En ce qui concerne la notion de «résilience», empruntée à l’éthologue Boris Cyrulnik, il faudrait s’interroger sur les raisons qui poussent à reprendre des concepts psychologiques pour les appliquer à une analyse stratégique. La logique de ce livre blanc repose sur l’accumulation des perspectives de risques et de menaces, développant ainsi un rapport à la peur, à l’anxiété, à l’angoisse. D’où la volonté d’utiliser un concept psychologique pour se protéger.

D’une certaine façon, ce livre blanc est un faux-semblant. En effet, il présente des décisions économiques et politiques comme étant le résultat d’une analyse stratégique. En réalité, il repose sur deux a priori : budgétaire, qui consiste à limiter les dépenses, et politique, qui signe le retour de la France sous le commandement intégré de l’Otan.

Illustration - « Ce livre blanc est un faux-semblant »


Des écrans de pilotage de drones, dans un centre de l’armée à Creil.

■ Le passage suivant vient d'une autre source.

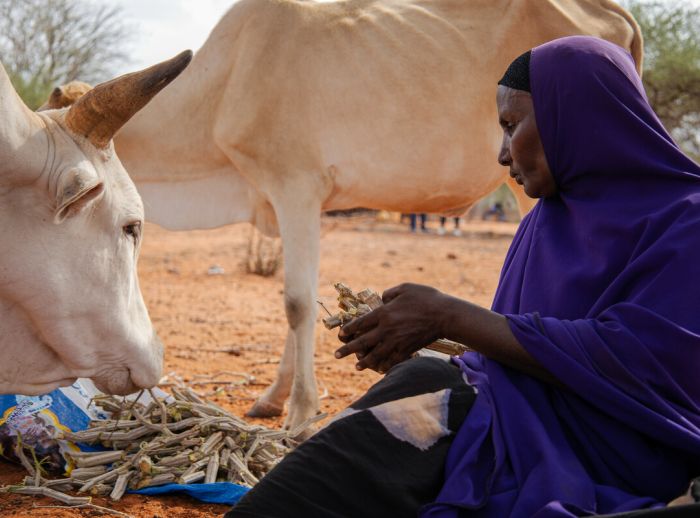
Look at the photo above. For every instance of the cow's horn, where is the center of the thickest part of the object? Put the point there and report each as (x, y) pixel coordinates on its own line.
(100, 113)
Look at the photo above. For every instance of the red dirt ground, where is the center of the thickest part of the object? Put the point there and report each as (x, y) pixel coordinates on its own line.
(200, 317)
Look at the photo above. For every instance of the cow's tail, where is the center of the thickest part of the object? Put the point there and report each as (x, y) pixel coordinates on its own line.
(637, 45)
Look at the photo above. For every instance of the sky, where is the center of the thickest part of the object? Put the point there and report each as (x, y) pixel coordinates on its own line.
(163, 28)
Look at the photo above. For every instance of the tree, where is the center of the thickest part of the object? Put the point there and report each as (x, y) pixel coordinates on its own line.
(671, 74)
(44, 43)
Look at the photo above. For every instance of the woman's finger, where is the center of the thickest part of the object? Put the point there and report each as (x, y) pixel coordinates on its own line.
(358, 326)
(375, 357)
(392, 293)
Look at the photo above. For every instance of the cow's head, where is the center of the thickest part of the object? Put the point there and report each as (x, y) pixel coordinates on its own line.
(70, 233)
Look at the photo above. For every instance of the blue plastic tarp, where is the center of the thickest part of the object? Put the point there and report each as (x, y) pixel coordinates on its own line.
(216, 493)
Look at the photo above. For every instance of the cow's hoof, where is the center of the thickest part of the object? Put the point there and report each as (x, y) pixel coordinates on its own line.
(264, 409)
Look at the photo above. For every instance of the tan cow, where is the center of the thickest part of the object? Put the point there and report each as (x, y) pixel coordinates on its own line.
(292, 108)
(70, 227)
(65, 95)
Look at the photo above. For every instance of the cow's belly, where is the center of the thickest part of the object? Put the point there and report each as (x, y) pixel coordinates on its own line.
(197, 204)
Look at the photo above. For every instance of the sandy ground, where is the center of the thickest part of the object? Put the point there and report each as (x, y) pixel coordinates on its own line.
(235, 322)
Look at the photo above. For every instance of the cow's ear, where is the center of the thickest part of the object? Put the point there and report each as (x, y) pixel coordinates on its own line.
(78, 188)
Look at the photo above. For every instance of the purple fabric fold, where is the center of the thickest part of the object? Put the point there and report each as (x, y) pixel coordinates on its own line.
(602, 286)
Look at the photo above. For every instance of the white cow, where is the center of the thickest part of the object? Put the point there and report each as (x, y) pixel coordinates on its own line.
(292, 108)
(70, 232)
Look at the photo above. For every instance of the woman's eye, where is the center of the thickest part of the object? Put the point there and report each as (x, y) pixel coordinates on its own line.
(133, 230)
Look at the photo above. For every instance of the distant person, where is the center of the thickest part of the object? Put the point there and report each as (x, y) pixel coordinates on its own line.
(455, 231)
(496, 212)
(423, 218)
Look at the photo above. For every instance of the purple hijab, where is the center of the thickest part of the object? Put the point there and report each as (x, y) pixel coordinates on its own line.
(601, 285)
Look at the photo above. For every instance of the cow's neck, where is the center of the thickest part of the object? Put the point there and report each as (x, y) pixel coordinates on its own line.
(171, 138)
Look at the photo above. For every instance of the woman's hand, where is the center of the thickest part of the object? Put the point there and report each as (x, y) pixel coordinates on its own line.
(411, 318)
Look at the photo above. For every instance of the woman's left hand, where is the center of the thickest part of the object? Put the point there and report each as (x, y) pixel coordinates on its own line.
(409, 320)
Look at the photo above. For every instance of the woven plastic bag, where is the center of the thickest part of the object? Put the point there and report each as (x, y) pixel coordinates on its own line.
(33, 424)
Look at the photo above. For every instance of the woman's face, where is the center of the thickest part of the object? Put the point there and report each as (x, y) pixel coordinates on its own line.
(521, 149)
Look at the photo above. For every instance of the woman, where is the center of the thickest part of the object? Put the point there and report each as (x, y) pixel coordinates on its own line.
(582, 395)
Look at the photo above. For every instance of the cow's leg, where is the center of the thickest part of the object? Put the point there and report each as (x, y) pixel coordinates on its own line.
(271, 403)
(299, 218)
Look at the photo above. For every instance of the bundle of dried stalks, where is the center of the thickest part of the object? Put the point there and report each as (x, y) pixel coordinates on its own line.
(355, 305)
(183, 439)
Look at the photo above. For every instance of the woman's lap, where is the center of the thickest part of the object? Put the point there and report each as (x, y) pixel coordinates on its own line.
(384, 456)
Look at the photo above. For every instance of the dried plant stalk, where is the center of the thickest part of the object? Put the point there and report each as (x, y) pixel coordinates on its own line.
(184, 438)
(353, 306)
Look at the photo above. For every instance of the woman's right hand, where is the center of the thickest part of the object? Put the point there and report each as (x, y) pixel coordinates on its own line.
(411, 318)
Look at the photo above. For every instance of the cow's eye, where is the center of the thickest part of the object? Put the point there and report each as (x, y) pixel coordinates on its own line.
(133, 230)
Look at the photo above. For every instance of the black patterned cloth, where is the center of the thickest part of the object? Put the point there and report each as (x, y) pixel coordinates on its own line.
(382, 457)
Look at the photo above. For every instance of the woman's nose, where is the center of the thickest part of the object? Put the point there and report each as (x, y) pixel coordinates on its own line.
(504, 155)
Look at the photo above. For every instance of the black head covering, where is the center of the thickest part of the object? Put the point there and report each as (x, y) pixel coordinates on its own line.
(518, 74)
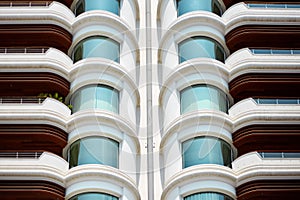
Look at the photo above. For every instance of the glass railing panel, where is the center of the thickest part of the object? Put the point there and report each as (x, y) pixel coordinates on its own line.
(112, 6)
(203, 97)
(279, 154)
(206, 150)
(200, 47)
(185, 6)
(100, 97)
(207, 196)
(94, 196)
(94, 150)
(97, 46)
(277, 101)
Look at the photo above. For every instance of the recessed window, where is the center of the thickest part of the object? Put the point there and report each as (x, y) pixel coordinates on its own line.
(185, 6)
(94, 196)
(112, 6)
(203, 97)
(97, 46)
(94, 150)
(99, 96)
(206, 150)
(200, 47)
(208, 196)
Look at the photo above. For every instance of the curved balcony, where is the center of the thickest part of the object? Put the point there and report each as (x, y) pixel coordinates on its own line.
(100, 179)
(96, 71)
(189, 12)
(247, 61)
(128, 10)
(28, 177)
(38, 60)
(185, 129)
(197, 179)
(252, 172)
(51, 112)
(185, 6)
(265, 127)
(254, 27)
(211, 78)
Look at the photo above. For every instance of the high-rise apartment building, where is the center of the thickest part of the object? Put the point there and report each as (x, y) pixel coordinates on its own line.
(149, 100)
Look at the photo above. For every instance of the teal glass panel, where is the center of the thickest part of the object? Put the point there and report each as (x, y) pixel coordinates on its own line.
(97, 46)
(185, 6)
(100, 97)
(94, 150)
(206, 150)
(112, 6)
(202, 97)
(200, 47)
(94, 196)
(208, 196)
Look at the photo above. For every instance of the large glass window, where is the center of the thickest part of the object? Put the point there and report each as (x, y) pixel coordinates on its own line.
(200, 47)
(206, 150)
(94, 150)
(94, 196)
(202, 96)
(185, 6)
(112, 6)
(97, 46)
(208, 196)
(99, 96)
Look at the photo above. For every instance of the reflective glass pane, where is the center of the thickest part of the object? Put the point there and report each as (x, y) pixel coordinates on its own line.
(185, 6)
(200, 47)
(281, 51)
(200, 97)
(94, 150)
(208, 196)
(94, 196)
(287, 101)
(206, 150)
(112, 6)
(96, 97)
(97, 46)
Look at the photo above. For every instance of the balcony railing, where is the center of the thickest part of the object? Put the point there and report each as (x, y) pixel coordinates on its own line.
(277, 101)
(21, 100)
(35, 155)
(279, 154)
(275, 51)
(23, 50)
(24, 3)
(267, 5)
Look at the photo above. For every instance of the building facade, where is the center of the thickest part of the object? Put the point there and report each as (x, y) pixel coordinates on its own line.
(149, 100)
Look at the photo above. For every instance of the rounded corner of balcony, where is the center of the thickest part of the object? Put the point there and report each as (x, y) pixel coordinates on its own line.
(201, 178)
(110, 180)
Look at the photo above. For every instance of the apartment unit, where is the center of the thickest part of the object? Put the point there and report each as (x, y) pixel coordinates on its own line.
(149, 100)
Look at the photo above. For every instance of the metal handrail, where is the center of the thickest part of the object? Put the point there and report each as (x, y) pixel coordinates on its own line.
(27, 50)
(35, 155)
(25, 3)
(21, 100)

Se Sakutin/AFP

Justement, quelles seront les conséquences de ce retour sous le commandement intégré de l’Otan pour la France et l’Europe ?

La position de la France va être plus difficile à défendre. Le fait de supprimer toute distance avec l’Alliance prive la France d’une certaine capacité d’autonomie. L’idée d’une construction de défense européenne s’en trouve également affaiblie. Si la France elle-même, qui était un des pays symboles de la volonté de construire cette défense, s’aligne sur l’Otan, comment les autres pays vont-ils prendre le risque de froisser les États-Unis ?

Cet alignement va coûter politiquement.

En réalité, je crois que le calcul de Nicolas Sarkozy est de prendre la place de Tony Blair, fidèle des États-Unis. Mais c’est un mauvais calcul. Ce n’est pas en étant à genoux qu’on est le mieux respecté.

Une place importante est accordée aux systèmes de renseignement. Craignez-vous des dérives ?

Être dépendant des satellites américains pose un sérieux problème. Il est évident que celui qui tient l’information tient le pouvoir. L’idée de développer les moyens de renseignement de type satellitaire est, à mon sens, nécessaire. La réorganisation des moyens de renseignement me semble plus problématique. La DST et les RG sont maintenant fondus dans une structure unique. Il n’est pas certain que ce soit une bonne chose. Plus un service de renseignement est important, plus il est puissant.

La production de systèmes de sécurité et de surveillance se développe. Elle représente un ensemble économique conséquent, auquel on s’habitue de plus en plus. Je pense notamment aux attentats de Londres. Grâce aux images des caméras de surveillance, on a identifié les poseurs de bombes. Mais cela n’a pas empêché les attentats…

S’il se développe un discours d’extrême angoisse sur tous les risques possibles, on va susciter une paranoïa sociale problématique. Il se dessine une certaine image de l’étranger qui renvoie à une idée d’hostilité. De plus, une part du discours du livre blanc énumère les risques de prolifération du nucléaire, du biologique, du chimique… Là encore, le risque grave est associé au danger potentiel de l’étranger. Le discours apparaît un peu catastrophiste.

Quelle serait, selon vous, une doctrine de défense ?

Elle devrait être claire sur le fait que l’armée et la police sont deux entités distinctes. Deuxièmement, il ne faut pas oublier que le pacifisme est un questionnement utile, efficace, nécessaire. Même s’il ne répond pas aux conditions concrètes d’aujourd’hui, il nous oblige à réfléchir sur nos moyens. Troisièmement, il ne faut pas méconnaître la réalité, bien que le militarisme ne soit jamais une solution. Par militarisme, je veux dire la tentation de gagner du temps en répondant militairement à une situation politique. Il faut assumer l’existence d’une armée et la possession d’armes, en sachant que cela doit toujours être subordonné aux principes des droits de l’homme et de la République. Une politique de défense, aujourd’hui, doit se construire sur un plan européen. Cette dimension européenne est absolument nécessaire.